Written By: Leslie  Rapparlie

Feeling Busy?  Three Words: Location, Location, Location.

By Leslie Rapparlie

 

Not long ago, it was easy to create versions of yourself.  This is me at work.  This is me on vacation.  This is me being a parent.  This is me as a student.  It was easy to separate one role from another and cultivate the various sides of our incredibly complex personalities.  But today, we’re all being pushed to have a single persona through our constant and ubiquitous connectivity—smartphones, laptops, work computers, all connected to the same Facebook page, email account, and twitter feed.  What does this mean for our “vacations” from everyday life?  Why do so many of us head to Eastern Long Island when we don’t really eliminate the same tweets, chirps, and dings that we hear all day long at the office?  What is it that makes us need to be busy no matter where we are?

Tim Kreider, in his recent New York Times article “The ‘Busy’ Trap,” suggests that we feel immense anxiety and guilt when we are not doing something to promote our work or when we might— gasp—take a quiet, unplugged moment for ourselves.  Jordan Weissman, in his Atlantic article “Why Only Yuppies Feel Busy: An Economic Theory,” attributes the complaints about time, or lack there of, to relative wealth—you either don’t have enough money; or if you do, the multitude of options that open to you require you to feel as though you don’t have enough time.  Both Kreider and Weissman are touching upon extremely relevant, yet new, issues that have resulted from the shift in ways of living that the Internet and other technological advances have created.  In all of this discussion, I began to wonder, is it also possible that busyness could also be more prevalent in some spaces than others? Or, perhaps with some groups of people more than others?  For example, the necessity of being occupied hits many of us more in New York City than on Southampton’s beaches, with other elite executives than with family, on an Avenue more than in Central Park, at work with colleagues than at a coffee shop with strangers.  So, could it be that a location or specific people impact our desire to be busy?

As we all know, place is a central part of how we define who we are.  Why else would “where are you from?” be one of the most common questions we ask of someone we’ve just met?  Where we are, where we grew up, where we now call home, and what those places mean to us, are all pieces of information we utilize to shape our understanding of self.  In his book Wisdom Sits in Places, Keith Basso touches upon this concept.  He says that certain localities prompt transformation, imagination, retrospection, curiosity, and remembrance and have done so for many cultures throughout time (Basso 5).  Of course, a large part of this “place-making” or “place-understanding” is sparked by the landscape and physicality of a space.  For many people,Eastern Long Islandwith its wide-open spaces and gorgeous vistas, offers an getaway from the compact streets and hectic avenues that promote the busy trap of the “real world.”  But is it the actual space that dictates the amount of busyness? Or, is it the people whom we are surrounded by, our community, that creates the need to be busy?
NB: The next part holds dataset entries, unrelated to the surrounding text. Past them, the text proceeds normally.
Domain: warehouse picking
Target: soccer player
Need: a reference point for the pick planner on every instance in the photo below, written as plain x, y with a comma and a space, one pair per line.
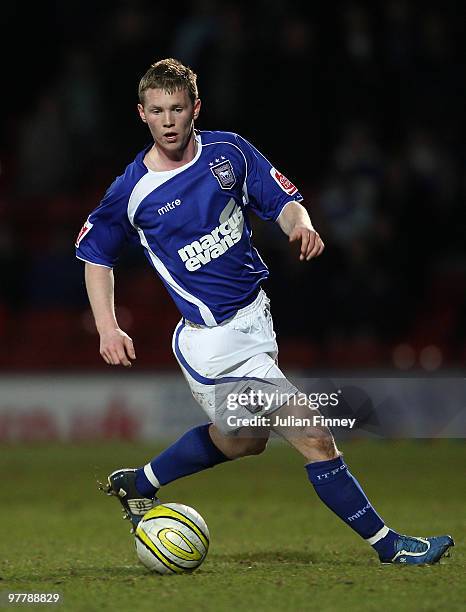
186, 199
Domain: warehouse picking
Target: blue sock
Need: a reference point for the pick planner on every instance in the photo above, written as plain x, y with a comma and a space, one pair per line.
193, 452
341, 492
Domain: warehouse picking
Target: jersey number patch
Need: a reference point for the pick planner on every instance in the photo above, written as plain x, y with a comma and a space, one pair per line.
284, 183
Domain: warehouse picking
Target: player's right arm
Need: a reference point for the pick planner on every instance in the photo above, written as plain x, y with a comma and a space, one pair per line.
99, 244
116, 347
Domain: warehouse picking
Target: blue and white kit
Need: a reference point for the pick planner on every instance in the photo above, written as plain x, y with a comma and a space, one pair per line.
193, 225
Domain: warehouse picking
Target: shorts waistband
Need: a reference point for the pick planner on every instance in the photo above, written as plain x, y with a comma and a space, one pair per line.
242, 312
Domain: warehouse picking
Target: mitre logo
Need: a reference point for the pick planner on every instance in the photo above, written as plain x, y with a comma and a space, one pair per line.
211, 246
284, 183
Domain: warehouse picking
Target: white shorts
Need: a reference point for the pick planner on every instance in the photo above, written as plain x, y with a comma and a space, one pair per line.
236, 357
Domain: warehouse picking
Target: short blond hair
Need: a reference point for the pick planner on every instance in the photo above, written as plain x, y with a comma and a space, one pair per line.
170, 75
Before answering that question, I would be remiss to argue that for everyone theHamptonsoffer escape.  For each person, this place (or any place for that matter) means something different.  For some, it is a place of work, where weekends are not filled with relaxation but rather with daily labor.  For others, it is a place of adventure full of surfing, kayaking, tennis, and paddle boarding.  For even others, it is a social place to meet friends, go to dinners, read books, sit by the pool—a second home base.  Regardless, places that we love are meaningful to us because they make something inside of us calm, at ease, and whole.  Basso argues that every place allows us to learn about our self and those around us (34).
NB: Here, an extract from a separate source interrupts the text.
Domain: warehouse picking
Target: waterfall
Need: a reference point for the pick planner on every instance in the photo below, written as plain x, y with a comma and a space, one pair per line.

But maybe Basso is not going far enough.  Maybe it’s not place that gives us community, but community that makes us feel as though we have a place in this world.  It’s easy to notice that particular places create cultures that encourage or dissuade busyness.  Additionally, responding to texts and having a barrage of email to answer makes us feel important, loved, and necessary.  So, maybe it’s not where you are that makes you want to be busy, but rather what other people around you consider normal.  If one person pulls out their phone at the dinner table, the other people sitting there are more likely to do the same.  Looking important like this “serves as a kind of existential reassurance, a hedge against emptiness; obviously your life cannot possibly be silly or trivial or meaningless if you are so busy…[and] in demand” (Kreider).  For it is indisputable that one of the most basic and most fulfilling human desires is to have other people know who we are.  If everyone around you is constantly occupied or in a virtual world, you will feel isolated and search for someone else or some other place with which to connect.